Modern video codecs are complex beasts. It's not as simple as "take a macroblock and find some motion vectors that minimize residual below a certain threshold, else code as intra-block". They have hundreds of mutually-exclusive techniques to compress a certain area of the frame. Determining which technique will require the smallest residual is done with fast early-skip heuristics that often make the wrong decision. The official manual for x265, the H.265/HEVC encoder (https://x265.readthedocs.io/en/master/cli.html), has literally hundreds of options, almost all about tuning these myriad of heuristics for your particular input.

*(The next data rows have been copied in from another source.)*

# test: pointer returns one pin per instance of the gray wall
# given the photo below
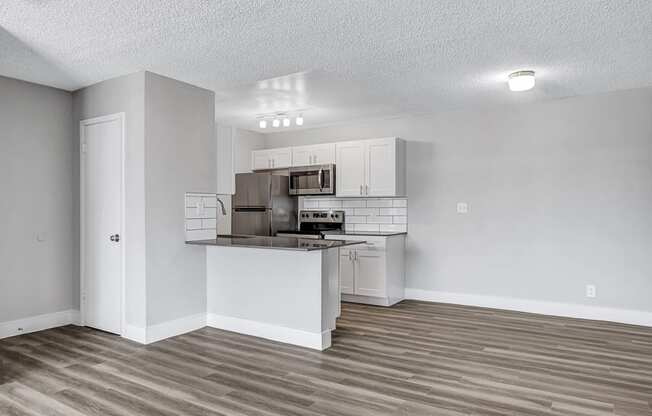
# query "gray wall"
(124, 94)
(244, 141)
(36, 158)
(180, 157)
(560, 195)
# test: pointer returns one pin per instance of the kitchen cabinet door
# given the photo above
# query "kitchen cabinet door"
(350, 174)
(370, 273)
(281, 158)
(302, 156)
(260, 159)
(323, 154)
(381, 167)
(347, 272)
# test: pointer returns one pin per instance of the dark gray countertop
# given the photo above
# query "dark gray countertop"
(277, 243)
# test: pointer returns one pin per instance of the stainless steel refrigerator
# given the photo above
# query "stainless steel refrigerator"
(262, 204)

AI can be used to enhance things like early-skip heuristics. "This block looks like it'll benefit from a really-detailed motion search in this particular area" or "we'll save bits if we bypass the DCT step and quantize the block directly" or "this frame should definitely be a B-frame". Encoders already use heuristics to do this (brute forcing all possible decisions to find which is optimal is too slow), but they don't always make the best decision. An AI could be used to improve that.

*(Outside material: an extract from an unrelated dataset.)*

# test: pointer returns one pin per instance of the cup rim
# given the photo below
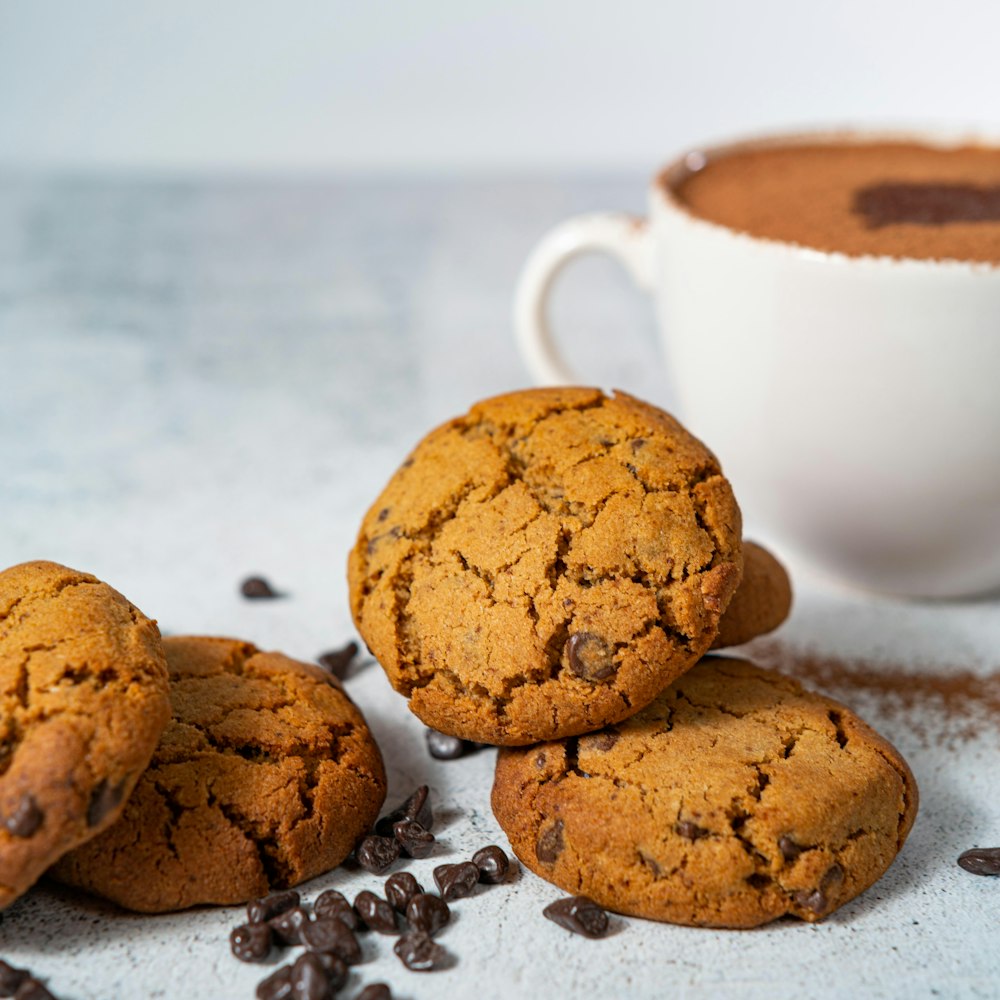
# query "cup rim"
(666, 179)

Now when I say AI, I'm not talking about massive, multi-billion weight monstrosities that synthesize nonsense, but extremely simple neural networks with a few thousand weights. The popular Opus codec uses a simple NN to estimate whether or not a frame of audio is speech or music, and uses that determination to decide whether to use their speech-optimized algorithm (SILK) or their music-optimized algorithm (CELT) to encode that particular frame. It's a short read but a very good one: https://jmvalin.ca/opus/opus-1.3/

This could be extended to video encoders without being used for interpolation where they would be liable to synthesize things that aren't there, DLSS-style.